Theoretical proof forbidding Loschmidt reversal? In a famous debate, Loschmidt criticized Boltzmann's new theory of statistical mechanics by asking what would happen if the velocities of all the atoms were reversed. Typical objections are that such a reversal would not be possible without a fine detailed control over all the atoms of the system. However, spin echo experiments are a clear counterexample, albeit one restricted to very special cases. Is there any theoretical proof that without a fine detailed control over most of the atoms of a totally isolated system, a Loschmidt reversal would be extremely improbable? Remember such a proof would have to cover all sorts of elaborate complicated contraptions. Are reversals impractical for theoretical reasons, or because of a lack of ingenuity?
 A: It's impossible to forbid Loschmidt reversal by any theorem. Poincare recurrence is the dreaded counterexample. Finite closed systems will return arbitrarily close to their original state. The only thing Loschmidt failed to anticipate is it would take far longer than expected: an exponential time.
Using the second law to "forbid" reversals is circular because this very same result is used to "prove" the second law in the first place.
A: Lorschmidt reversal was an attack on naive Boltzmann ideas, based on a truncation of the full evolution to the Boltzmann equation. The Boltzmann equation is irreversible, it doesn't work backwards, and Lorschmidt is simply pointing out that it can't be right, because if you do a reversal, the Boltzmann equation must reverse in time, and it doesn't work backwards.
The reversal itself is not a problem for modern ideas--- you could probably actually do it. In modern ideas, the Boltzmann truncation is unnecessary, the entropy is directly defined on the unknown position of the state in phase space. So the entropy gain is only a measure of the loss of information. If you have a machine which can reverse the atoms' motion to approximately restore the original state, this means, by definition, that the information in the original state has not been lost yet, so the entropy has not gone up until the reversal no longer works.
There is no reason you can't build an (approximate) reverser, but it won't work perfectly.

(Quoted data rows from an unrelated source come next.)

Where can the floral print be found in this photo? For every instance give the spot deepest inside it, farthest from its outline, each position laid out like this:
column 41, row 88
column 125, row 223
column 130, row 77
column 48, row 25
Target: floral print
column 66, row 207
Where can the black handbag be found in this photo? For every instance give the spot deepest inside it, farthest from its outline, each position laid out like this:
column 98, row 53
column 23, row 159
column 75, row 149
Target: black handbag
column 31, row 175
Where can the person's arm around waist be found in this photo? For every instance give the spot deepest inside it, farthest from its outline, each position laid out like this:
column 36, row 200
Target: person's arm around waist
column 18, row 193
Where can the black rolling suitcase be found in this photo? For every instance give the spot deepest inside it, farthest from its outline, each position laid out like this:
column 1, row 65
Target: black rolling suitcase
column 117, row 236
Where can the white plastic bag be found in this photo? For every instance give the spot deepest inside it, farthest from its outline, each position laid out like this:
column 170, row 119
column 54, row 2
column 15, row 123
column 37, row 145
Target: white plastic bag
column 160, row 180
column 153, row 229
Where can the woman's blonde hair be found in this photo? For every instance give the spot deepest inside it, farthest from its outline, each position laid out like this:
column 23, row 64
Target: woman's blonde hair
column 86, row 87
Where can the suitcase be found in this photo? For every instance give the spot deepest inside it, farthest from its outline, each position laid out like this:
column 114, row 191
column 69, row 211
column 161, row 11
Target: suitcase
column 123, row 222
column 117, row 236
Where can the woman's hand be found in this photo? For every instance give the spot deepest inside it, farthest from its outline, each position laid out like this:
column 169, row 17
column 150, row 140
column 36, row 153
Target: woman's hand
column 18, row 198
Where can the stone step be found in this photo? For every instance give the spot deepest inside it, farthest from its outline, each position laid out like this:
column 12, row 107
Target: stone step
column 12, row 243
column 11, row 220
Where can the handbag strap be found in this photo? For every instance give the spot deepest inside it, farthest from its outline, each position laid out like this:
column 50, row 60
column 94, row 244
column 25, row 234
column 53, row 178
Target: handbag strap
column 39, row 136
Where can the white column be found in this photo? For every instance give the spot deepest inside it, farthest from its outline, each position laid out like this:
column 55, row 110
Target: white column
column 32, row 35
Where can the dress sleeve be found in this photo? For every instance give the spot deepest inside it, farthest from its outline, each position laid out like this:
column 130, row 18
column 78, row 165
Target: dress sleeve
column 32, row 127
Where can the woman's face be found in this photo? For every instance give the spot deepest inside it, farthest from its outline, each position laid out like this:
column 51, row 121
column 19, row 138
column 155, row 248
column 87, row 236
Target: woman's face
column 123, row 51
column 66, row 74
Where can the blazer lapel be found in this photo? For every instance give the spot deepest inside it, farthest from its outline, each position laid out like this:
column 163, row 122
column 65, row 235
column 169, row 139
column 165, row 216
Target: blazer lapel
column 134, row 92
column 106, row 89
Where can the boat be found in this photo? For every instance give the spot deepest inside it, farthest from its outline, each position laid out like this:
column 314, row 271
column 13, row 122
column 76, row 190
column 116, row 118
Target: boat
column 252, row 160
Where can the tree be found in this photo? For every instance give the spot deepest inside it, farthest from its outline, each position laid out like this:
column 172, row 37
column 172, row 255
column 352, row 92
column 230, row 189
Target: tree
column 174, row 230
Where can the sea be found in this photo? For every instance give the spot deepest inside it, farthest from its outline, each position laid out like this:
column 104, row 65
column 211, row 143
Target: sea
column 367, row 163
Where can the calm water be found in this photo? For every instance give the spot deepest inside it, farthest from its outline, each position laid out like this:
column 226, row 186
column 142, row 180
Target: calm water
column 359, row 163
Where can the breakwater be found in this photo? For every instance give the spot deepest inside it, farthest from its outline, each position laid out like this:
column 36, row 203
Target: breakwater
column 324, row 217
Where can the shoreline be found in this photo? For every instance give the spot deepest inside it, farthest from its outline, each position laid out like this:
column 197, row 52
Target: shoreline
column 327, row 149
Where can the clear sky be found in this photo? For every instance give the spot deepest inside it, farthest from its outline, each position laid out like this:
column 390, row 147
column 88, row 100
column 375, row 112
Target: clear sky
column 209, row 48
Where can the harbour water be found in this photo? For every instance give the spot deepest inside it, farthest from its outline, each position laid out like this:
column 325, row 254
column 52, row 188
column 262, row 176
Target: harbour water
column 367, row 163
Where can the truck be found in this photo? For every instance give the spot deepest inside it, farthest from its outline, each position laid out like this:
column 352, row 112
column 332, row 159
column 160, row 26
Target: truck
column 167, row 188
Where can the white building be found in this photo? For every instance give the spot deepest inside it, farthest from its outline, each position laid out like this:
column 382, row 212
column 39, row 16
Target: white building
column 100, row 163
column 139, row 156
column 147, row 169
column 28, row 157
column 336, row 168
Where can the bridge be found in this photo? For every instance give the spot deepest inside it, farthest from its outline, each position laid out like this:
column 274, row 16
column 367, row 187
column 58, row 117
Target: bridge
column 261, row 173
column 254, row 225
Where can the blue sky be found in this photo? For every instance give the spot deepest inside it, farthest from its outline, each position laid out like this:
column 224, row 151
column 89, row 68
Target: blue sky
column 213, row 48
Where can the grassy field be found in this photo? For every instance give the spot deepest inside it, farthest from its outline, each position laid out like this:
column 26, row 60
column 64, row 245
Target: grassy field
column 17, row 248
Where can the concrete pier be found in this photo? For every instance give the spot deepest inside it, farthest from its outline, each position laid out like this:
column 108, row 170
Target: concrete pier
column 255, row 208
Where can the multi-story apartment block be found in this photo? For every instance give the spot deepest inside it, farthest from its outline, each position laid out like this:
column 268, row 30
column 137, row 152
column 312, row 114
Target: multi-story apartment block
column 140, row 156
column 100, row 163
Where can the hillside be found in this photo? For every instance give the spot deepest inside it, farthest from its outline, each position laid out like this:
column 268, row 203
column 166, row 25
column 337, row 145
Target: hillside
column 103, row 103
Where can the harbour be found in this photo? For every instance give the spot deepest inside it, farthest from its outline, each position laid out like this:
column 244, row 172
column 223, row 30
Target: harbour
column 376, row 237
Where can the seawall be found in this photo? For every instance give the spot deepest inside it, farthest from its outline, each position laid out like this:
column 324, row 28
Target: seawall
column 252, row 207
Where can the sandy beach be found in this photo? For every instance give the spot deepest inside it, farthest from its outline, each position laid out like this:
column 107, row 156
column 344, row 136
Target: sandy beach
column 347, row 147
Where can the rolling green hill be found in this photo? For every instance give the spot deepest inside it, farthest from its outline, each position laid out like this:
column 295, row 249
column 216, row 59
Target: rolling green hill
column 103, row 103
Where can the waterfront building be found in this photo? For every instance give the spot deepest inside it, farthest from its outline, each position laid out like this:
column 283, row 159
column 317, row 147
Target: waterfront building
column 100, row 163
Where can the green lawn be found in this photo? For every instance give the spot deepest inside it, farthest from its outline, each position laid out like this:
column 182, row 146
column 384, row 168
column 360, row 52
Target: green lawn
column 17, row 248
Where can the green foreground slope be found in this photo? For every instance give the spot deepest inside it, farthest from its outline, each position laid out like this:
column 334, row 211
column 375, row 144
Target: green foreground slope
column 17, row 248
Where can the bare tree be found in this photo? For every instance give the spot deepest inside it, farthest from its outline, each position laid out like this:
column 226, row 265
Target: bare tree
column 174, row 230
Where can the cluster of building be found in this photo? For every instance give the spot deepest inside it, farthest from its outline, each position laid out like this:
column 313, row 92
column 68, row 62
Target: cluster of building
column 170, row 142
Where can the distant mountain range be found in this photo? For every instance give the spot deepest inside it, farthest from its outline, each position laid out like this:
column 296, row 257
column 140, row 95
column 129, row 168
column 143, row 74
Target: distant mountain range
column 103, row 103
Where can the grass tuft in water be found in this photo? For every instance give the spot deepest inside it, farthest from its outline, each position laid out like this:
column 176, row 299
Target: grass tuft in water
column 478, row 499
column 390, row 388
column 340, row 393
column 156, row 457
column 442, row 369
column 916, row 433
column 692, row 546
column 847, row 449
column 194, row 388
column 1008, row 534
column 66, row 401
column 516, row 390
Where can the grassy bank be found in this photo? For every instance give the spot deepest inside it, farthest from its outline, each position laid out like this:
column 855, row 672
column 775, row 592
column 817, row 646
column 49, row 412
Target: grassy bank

To make a perfect reverser would require infinite precision classically, it would require perfect knowledge of the particles (hence the reason you have a small entropy--- you know where everything is). Quantum mechanically, you would need to reverse outgoing photons, and do hopeless things.
The proof that you can't do Loschmidt reversal for a generic system is simply that it would reduces the entropy. Approximate reversals are fine, and the spin echo is an example.
A: Rather more hand waving than a "proof", but...
Note that in quantum mechanics the meaning of time reversal symmetry is subtly different then it is classically{*} and they system can not be expected to retrace it's history in reverse.
Add to this any degree of sensitive dependence on initial conditions (which is certainly possible in classical systems), and you can magnify quantum effects to macroscopic differences even in systems that appear to be fully amenable to classical description.

{*} The cross-section for the time-reversed reaction is the same as for the forward reaction in all cases{+}, but you can't pass "backward" through the "collapse" of the wave function (however you understand the selection of eigenstates to proceed).
{+} Well, for the CPT-reversed reaction, anyway.
A: The Loschmidt paradox is valid only in bounded systems with finitely many degrees of freedom, as the proof of Poincare recurrence fails in an unbounded domain, or if the number of degrees of freedom is infinite. 
As the true degrees of freedom are those of fields (though actually quantum fields), hence infinitely many, there is no Loschmidt paradox.
Actual reversal can be done experimentally ony for systems with a tiny number of degrees of freedom, typically just one.